Le Glacier du Rhône aura disparu à la fin du siècle. Sans sa source le Rhône devra s’adapter, naturellement et artificiellement.
«Le glacier du Rhône, terre blanche nourricière, inonde la Suisse de son majestueux fleuve à qui il donne naissance.»
Carte postale idyllique que nous conte Suisse-Tourisme. Oui mais voilà, le glacier fond et aura, selon l’office fédéral de l’environnement, quasiment disparu à la fin du siècle. Le symbole est fort : le Rhône aura alors perdu sa source.
Une résilience forte et naturelle.
Heureusement pour notre fleuve, il est l’enfant de 628 glaciers. Des parents qui lui font office d’éponge, ils retiennent l’eau en hiver pour la relâcher en été. La neige joue évidement le même rôle sur un temps plus court. Avec la disparition annoncée des glaciers et la remontée de la limite pluie-neige, son débit va être plus élevé en hiver et plus restreint en été, l’eau ne restant plus en altitude durant la saison froide.
Animation: Les Alpes helvètes alimentent 5 fleuves européens.
Selon Mikhaël Schwander de MeteoSuisse « la moyenne annuelle des précipitations alimentant le Rhône ne devrait pas varier au cours du siècle. Nous aurons des étés plus secs, mais avec des événements extrêmes plus violents et plus fréquents déversant de grandes quantités d’eau sous forme d’orages. Les hivers seront plus doux, charriant plus de vapeur d’eau dans l’atmosphère, ce qui favorise ainsi les précipitations.»
Preuve de la résilience du Rhône malgré l’été caniculaire, le débit du fleuve est resté dans la moyenne des années précédentes. La fonte des glaciers compense encore le manque de précipitation.
A nous de nous adapter à ses changement.
Le Rhône coulera toujours mais sera plus capricieux. Un des défis que pose le réchauffement climatique est donc de garder le plus longtemps possible l’eau en montagne afin d’éviter les crues trop importantes et l’étiage lors de sécheresses.
Les glaciers du Rhône, c’est 40 km3 de glace. En comparaison, l’ensemble des grands réservoirs valaisans ont une capacité de 1,2 km3. Jamais les barrages ne remplaceront le volume d’eau des glaciers. En revanche, leur utilité de retenue hydrique en altitude est primordiale.
Il y a 117 barrages en Valais. Il y a quelques années, ils étaient considérés comme obsolètes et trop coûteux. L’électricité était alors bon marché, les turbines de la Grande Dixence n’étaient plus rentables. Mais la crise énergétique actuelle et les futurs défis climatiques ont ramené les barrages sur le devant de la scène. «Plus les glaciers fondent, plus les lacs de retenue se remplissent de potentiels kilowattheures à échanger sur les marchés» précise l’hydrologue et guide de montagne Frédéric Jordan. «Le stock hydrique va augmenter pendant 40 à 50 ans, jusqu’au pic de fonte des glaces, puis revenir au même niveau que lors de leur construction.»

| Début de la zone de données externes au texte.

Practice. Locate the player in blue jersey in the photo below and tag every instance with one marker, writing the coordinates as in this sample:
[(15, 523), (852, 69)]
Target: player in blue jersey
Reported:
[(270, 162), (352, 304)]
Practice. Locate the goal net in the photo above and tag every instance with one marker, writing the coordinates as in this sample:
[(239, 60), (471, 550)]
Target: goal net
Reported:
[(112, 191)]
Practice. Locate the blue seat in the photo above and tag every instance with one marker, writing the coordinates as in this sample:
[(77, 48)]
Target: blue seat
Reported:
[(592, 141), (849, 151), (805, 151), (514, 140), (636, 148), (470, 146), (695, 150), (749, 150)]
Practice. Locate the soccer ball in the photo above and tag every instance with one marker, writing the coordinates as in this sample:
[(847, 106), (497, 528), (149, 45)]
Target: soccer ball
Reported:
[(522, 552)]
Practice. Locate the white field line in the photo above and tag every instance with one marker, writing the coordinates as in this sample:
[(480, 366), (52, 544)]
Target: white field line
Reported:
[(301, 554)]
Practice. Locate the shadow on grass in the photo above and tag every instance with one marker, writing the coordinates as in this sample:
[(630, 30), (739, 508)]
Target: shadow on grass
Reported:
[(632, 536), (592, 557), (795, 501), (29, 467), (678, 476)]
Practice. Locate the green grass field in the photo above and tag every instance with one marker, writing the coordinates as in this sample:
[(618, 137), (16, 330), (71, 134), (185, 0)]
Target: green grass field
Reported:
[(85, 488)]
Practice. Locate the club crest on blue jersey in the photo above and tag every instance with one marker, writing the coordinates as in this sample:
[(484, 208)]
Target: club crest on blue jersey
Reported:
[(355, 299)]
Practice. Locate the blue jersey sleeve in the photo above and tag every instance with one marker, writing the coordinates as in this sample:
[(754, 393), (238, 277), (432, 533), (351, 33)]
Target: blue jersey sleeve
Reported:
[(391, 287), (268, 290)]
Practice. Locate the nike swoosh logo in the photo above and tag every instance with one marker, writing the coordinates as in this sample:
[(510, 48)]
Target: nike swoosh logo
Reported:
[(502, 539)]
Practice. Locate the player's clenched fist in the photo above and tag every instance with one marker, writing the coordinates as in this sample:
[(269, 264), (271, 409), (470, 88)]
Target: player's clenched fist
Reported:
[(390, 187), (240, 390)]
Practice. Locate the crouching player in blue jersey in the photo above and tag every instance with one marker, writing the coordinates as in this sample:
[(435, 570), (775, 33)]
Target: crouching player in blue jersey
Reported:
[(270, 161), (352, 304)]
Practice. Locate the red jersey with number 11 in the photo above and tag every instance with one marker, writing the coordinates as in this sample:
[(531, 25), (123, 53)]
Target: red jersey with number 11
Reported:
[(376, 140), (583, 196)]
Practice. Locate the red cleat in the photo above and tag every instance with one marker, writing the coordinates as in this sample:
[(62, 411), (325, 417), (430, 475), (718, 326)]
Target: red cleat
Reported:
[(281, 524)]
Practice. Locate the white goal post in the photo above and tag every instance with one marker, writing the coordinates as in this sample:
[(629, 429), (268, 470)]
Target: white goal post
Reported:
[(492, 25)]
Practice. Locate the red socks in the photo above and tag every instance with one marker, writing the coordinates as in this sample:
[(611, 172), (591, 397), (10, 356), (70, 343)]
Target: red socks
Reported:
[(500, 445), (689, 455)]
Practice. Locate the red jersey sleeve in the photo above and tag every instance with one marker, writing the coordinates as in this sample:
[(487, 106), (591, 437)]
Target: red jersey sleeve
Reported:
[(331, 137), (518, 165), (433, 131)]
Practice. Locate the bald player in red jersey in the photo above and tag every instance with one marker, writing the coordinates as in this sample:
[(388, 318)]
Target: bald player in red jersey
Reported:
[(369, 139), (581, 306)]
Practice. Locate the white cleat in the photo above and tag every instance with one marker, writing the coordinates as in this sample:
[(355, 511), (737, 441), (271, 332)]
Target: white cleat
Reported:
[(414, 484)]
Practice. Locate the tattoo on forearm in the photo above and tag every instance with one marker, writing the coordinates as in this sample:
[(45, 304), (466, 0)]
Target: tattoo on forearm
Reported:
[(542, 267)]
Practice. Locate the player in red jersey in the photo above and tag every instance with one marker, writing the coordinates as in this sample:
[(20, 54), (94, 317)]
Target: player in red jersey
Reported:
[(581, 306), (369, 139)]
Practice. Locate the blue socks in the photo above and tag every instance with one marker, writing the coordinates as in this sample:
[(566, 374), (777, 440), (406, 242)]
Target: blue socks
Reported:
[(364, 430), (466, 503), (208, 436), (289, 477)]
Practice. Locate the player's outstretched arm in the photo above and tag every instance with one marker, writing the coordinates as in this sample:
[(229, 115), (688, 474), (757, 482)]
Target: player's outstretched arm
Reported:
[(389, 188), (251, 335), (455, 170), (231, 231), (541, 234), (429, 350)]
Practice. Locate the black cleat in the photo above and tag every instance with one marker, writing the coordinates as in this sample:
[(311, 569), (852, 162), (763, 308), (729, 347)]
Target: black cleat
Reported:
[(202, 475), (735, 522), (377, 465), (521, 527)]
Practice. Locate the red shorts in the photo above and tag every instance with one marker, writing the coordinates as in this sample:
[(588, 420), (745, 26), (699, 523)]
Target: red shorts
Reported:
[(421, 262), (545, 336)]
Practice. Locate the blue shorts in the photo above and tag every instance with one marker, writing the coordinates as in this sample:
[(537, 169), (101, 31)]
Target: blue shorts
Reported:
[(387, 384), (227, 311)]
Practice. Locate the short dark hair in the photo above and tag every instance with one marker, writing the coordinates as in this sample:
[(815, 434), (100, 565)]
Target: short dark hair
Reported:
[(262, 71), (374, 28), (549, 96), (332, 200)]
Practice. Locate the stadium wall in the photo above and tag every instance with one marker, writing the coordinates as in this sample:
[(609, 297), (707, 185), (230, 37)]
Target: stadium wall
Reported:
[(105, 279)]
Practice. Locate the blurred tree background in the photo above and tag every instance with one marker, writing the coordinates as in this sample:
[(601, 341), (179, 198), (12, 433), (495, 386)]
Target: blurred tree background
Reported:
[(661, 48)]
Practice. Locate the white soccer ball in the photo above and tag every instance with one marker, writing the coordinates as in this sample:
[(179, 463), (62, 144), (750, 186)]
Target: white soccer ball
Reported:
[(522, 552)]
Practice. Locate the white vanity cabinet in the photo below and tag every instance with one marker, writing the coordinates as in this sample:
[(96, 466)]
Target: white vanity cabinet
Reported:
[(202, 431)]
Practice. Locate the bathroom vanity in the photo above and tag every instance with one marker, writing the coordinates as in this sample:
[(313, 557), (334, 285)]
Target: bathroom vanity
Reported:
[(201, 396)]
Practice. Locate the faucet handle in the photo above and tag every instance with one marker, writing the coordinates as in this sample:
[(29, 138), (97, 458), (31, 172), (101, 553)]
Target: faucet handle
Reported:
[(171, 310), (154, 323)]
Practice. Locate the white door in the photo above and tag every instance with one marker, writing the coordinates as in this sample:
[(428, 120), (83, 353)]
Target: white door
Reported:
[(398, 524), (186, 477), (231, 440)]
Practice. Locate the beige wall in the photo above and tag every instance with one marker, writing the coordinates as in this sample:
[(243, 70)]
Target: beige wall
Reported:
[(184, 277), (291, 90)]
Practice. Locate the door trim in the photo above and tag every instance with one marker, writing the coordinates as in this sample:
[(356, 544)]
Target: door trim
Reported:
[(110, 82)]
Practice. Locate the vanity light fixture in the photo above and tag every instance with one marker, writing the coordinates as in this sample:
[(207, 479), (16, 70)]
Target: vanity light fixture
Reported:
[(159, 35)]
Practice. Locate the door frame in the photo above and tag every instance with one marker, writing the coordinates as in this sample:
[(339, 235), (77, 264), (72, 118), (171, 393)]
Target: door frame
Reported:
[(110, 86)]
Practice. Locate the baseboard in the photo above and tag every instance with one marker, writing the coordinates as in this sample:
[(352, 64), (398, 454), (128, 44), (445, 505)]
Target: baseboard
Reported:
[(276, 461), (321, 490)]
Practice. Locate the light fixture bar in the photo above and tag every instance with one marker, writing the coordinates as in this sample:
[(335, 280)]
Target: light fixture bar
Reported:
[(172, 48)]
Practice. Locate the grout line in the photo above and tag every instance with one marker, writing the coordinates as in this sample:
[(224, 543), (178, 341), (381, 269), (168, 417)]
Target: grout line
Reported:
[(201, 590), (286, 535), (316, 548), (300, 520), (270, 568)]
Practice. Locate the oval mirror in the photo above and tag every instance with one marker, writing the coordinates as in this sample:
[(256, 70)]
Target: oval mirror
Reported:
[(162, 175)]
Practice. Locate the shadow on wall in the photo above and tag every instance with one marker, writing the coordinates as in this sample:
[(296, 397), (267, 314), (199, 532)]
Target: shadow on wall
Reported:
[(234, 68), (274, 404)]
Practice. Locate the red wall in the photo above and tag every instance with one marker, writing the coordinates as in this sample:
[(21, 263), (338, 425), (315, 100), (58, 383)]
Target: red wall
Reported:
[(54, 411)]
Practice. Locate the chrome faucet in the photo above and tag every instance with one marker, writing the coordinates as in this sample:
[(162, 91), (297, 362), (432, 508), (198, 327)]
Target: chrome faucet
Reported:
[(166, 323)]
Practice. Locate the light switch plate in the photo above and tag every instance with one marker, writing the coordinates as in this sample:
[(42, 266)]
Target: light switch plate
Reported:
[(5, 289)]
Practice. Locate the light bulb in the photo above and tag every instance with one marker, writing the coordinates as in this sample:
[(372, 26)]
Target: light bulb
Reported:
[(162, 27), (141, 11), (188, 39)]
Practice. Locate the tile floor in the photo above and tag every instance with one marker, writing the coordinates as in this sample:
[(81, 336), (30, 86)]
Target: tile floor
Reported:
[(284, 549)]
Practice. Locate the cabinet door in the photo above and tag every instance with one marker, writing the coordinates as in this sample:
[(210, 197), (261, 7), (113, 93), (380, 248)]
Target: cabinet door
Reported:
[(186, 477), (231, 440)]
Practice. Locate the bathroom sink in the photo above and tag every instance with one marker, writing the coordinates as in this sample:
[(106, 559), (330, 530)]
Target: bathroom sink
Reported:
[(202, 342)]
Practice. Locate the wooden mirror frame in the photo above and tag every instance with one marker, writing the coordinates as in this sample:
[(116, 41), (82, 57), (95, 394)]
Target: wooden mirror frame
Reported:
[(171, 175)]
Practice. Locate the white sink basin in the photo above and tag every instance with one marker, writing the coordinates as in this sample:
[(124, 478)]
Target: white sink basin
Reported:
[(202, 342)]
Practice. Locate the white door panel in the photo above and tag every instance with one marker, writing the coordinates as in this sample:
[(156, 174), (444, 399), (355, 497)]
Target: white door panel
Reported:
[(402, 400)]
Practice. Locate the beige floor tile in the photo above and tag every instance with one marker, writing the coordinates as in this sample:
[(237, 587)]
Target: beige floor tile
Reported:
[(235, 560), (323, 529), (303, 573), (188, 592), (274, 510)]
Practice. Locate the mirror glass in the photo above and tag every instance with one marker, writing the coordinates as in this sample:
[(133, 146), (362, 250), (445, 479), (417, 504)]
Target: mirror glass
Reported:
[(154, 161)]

Vidéo: « En Suisse, il pleut beaucoup grâce aux montages. » Frédéric Jordan Hydrologue
Les barragistes peuvent se frotter les mains. La Grande Dixence n’a jamais été aussi pleine qu’en cet fin d’été. Mais ces monstres de béton ne devront plus être considérés uniquement comme des batteries géantes. La nouvelle approche est et sera «multi-usages » selon Chrystelle Gabbud, gestionnaire environnementale chez Alpiq. «Énergie, rétention de crue, soutien à l’étiage, raccordement à l’eau potable, ces nouveaux éléments seront dans les cahiers des charges lors du renouvellement des concessions» affirme la communicante d’Alpiq.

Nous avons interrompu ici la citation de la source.